Border blast

Rested defense keys huge victory

Between picture-taking with teenage girls and handing out gloves and wristbands to hungry kids, Kansas University linebacker Nick Reid was asked by a television crew what the defense did so right Saturday.

Nothing out of the ordinary, he said over the crowd, before screaming: “We’ve been doing this all year!”

Amazing how much better it looks when the scoreboard is there to back it up.

KU’s defense finally was rewarded for weeks of consistent, gritty play: a 13-3 victory in the Border War game against Missouri, the showdown Jayhawk fans want more than any other, at a time KU – playing its first home game in 42 days – needed a victory more than anything else.

For the third straight year, the Jayhawks got the best of the Tigers, their hated neighbors to the east. Somewhere in Memorial Stadium, KU legend and equally legendary Missouri-hater Don Fambrough had to have cracked a smile.

The Jayhawk defense would make any KU fan proud.

“I’ve had the good fortune to be in some really good programs that had great defenses,” KU coach Mark Mangino said. “Today, I had never been around a defensive unit that executed their game plan exactly the way it was set up and practiced all week. It was nearly flawless. Unbelievable.”

Missouri quarterback Brad Smith, who just seven days prior became the first NCAA Division I-A quarterback EVER to throw and run for 230 yards in the same game, had 301 fewer yards of total offense against KU. Seeing what Nebraska did wrong last week, the Jayhawks chose not to blitz the daylights out of Smith, but rather cover the daylights out of receivers downfield, form a wall around Smith and wait for the speedy senior to run into it.

In the end, Smith had 141 yards passing, 38 rushing and two crucial turnovers in the last 16 minutes that put KU’s victory in the bag.

Near the end of the third quarter on an option, Smith errantly pitched the ball to Brad Ekwerekwu, who already had KU freshman Aqib Talib ready to knock his head off. Talib instead got a hand on the football and wrestled it away, giving the Jayhawks a short field to work with.

“I expected to get a big hit,” Talib said. “It turned out a little bit better.”

KU (4-4 overall, 1-4 Big 12 Conference) already was up 6-3 at that point on a one-yard run by Clark Green in the second quarter. But the ensuing six-play, 42-yard drive – all runs – culminated with a 10-yard dash by Jon Cornish, who followed blocking by Cesar Rodriguez and Charles Gordon before diving in.

Kansas rushed for 204 yards, including 125 on 22 carries by Green.

“The game plan was to come out throwing the ball,” quarterback Jason Swanson said. “But the offensive line did a good job of creasing some holes for Clark and Jon. Once our running game gets on, it’s really hard to stop.”

The 10-point lead was enough, and a Theo Baines interception late in the fourth quarter was just insurance that KU would be keeping bragging rights for another year.

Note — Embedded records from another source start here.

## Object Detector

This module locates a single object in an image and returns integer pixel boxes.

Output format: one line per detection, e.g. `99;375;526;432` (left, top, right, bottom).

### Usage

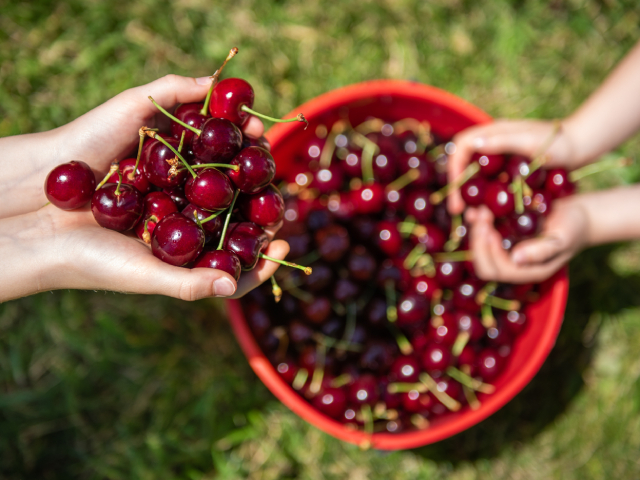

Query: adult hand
0;205;289;301
447;120;580;215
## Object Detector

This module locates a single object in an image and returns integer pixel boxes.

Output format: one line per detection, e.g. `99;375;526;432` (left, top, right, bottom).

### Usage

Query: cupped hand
465;196;589;283
0;205;289;301
447;120;579;215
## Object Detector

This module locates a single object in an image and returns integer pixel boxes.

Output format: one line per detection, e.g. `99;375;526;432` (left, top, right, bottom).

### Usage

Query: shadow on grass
415;245;640;463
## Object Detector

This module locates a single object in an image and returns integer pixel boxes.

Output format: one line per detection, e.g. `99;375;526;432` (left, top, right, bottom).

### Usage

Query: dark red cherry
347;373;380;405
484;182;515;217
209;78;254;127
435;262;464;288
315;225;350;262
193;248;242;282
389;355;420;383
460;177;487;207
302;296;331;324
347;245;378;281
421;342;453;377
182;203;224;242
171;102;207;145
454;311;485;342
238;184;284;227
311;165;344;194
135;192;178;243
398;153;436;188
404;190;433;223
373;220;402;257
311;387;347;419
471;153;504;177
91;183;144;232
151;212;204;266
142;138;189;188
351;183;385;215
162;185;189;210
191;118;242;163
184;168;235;211
44;160;96;210
476;348;505;381
453;279;484;313
398;292;430;327
223;222;269;270
107;158;151;195
227;147;276;194
545;168;576;198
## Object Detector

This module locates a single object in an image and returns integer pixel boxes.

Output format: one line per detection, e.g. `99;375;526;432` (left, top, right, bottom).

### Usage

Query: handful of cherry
243;118;574;433
45;48;310;281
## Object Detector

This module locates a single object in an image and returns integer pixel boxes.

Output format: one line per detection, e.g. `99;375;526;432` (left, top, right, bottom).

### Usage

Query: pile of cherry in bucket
45;48;310;280
243;118;574;433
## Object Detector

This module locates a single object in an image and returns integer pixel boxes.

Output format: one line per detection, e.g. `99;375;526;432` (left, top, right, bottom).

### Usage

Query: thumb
511;235;563;265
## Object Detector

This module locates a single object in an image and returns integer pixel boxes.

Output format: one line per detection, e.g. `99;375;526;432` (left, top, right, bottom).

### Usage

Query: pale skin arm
0;75;289;302
448;42;640;214
466;185;640;283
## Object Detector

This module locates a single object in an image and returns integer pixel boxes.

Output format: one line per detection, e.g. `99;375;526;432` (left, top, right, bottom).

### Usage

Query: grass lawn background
0;0;640;480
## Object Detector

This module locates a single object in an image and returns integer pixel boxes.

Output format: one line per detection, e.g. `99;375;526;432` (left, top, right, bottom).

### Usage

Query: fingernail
473;137;487;149
213;278;236;297
196;77;211;85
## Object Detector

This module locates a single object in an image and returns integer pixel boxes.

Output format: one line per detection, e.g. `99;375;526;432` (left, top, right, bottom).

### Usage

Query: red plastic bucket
227;80;569;450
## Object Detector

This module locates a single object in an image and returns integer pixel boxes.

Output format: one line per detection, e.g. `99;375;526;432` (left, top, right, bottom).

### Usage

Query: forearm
563;42;640;166
0;130;61;219
574;185;640;246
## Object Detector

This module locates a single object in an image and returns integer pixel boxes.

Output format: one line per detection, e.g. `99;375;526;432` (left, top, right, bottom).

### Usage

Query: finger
242;115;264;138
232;240;289;298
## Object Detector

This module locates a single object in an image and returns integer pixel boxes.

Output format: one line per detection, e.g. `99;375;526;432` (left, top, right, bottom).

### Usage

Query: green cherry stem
217;190;240;250
147;96;202;136
200;47;238;116
147;131;196;178
240;105;309;130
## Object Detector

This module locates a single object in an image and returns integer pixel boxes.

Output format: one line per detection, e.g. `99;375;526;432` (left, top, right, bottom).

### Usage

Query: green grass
0;0;640;479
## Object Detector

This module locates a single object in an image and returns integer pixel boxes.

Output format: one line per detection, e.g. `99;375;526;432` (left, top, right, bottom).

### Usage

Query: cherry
171;102;207;145
351;183;385;215
404;190;433;223
484;182;515;217
347;373;380;406
191;118;242;163
182;203;224;242
311;387;347;419
398;292;429;326
421;342;453;378
238;184;284;227
133;190;178;243
373;220;402;257
545;168;576;198
184;168;235;211
227;147;276;194
315;224;350;262
435;262;464;288
310;165;344;194
302;297;331;324
389;355;420;383
347;245;378;281
91;183;144;232
44;160;96;210
222;222;269;270
193;248;242;282
142;138;188;188
151;212;205;266
107;158;151;195
471;153;504;177
476;348;504;381
209;78;254;127
460;177;487;207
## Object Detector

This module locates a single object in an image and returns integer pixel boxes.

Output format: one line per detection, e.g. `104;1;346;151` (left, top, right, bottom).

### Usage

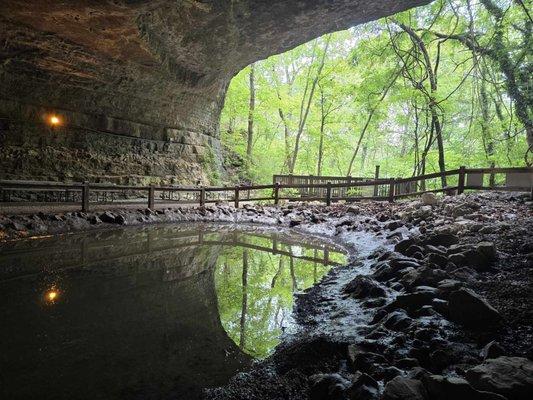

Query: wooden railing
0;167;533;211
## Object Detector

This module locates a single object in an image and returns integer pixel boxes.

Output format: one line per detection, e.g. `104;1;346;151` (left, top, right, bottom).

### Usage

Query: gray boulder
422;375;506;400
448;288;502;330
344;275;385;299
382;376;429;400
466;356;533;400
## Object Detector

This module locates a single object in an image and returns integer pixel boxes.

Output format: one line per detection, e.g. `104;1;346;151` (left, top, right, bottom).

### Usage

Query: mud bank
0;193;533;400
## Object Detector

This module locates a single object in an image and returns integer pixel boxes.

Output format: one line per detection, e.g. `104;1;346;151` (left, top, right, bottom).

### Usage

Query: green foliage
215;237;345;358
221;0;532;182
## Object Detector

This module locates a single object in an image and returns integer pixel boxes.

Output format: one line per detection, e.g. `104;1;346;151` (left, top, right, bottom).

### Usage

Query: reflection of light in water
44;289;59;303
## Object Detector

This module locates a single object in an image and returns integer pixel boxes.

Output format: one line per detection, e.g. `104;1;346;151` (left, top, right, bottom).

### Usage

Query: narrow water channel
0;224;345;400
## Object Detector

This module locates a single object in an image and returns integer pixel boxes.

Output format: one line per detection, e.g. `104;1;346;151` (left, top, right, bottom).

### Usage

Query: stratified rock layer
0;0;429;183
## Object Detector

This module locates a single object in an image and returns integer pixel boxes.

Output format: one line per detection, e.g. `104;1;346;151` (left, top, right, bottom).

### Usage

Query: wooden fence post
457;166;466;194
81;182;89;212
389;178;396;203
234;186;239;208
200;188;205;207
326;182;331;206
148;185;155;210
489;161;496;189
374;165;379;197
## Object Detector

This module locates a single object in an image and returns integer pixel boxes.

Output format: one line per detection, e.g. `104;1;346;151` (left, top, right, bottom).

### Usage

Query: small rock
466;356;533;400
344;275;386;299
383;311;413;331
309;374;351;400
100;211;115;224
420;193;439;206
480;340;505;360
422;375;505;400
88;215;102;225
448;288;502;330
382;376;427;400
424;232;459;247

Perhaps more importantly, though, was KU’s return to optimistic thinking. KU played solid defense in most of the first four conference games, only to lose each one by at least two scores.

There were murmurs of potential for a broken locker room during the slide, but Mangino said Saturday’s game was proof that it never came to be.

“We’ll always stay together as a team,” Mangino said. “I don’t want to be arrogant or anything, but the KU football attitude here is one that will never be divided. We have all invested so much into it.”

Talib was peppered with the same question that Reid was asked after Saturday’s game. After the goalposts took a swim in Potter Lake, after fans swarmed the field, and after the high-fives and helmets slaps made dozens of hands sore, a reporter simply wanted to know: What did the defense do so right on Saturday?

“I guess,” Talib said, “we had a good game plan.”

A game plan followed to perfection – and to victory.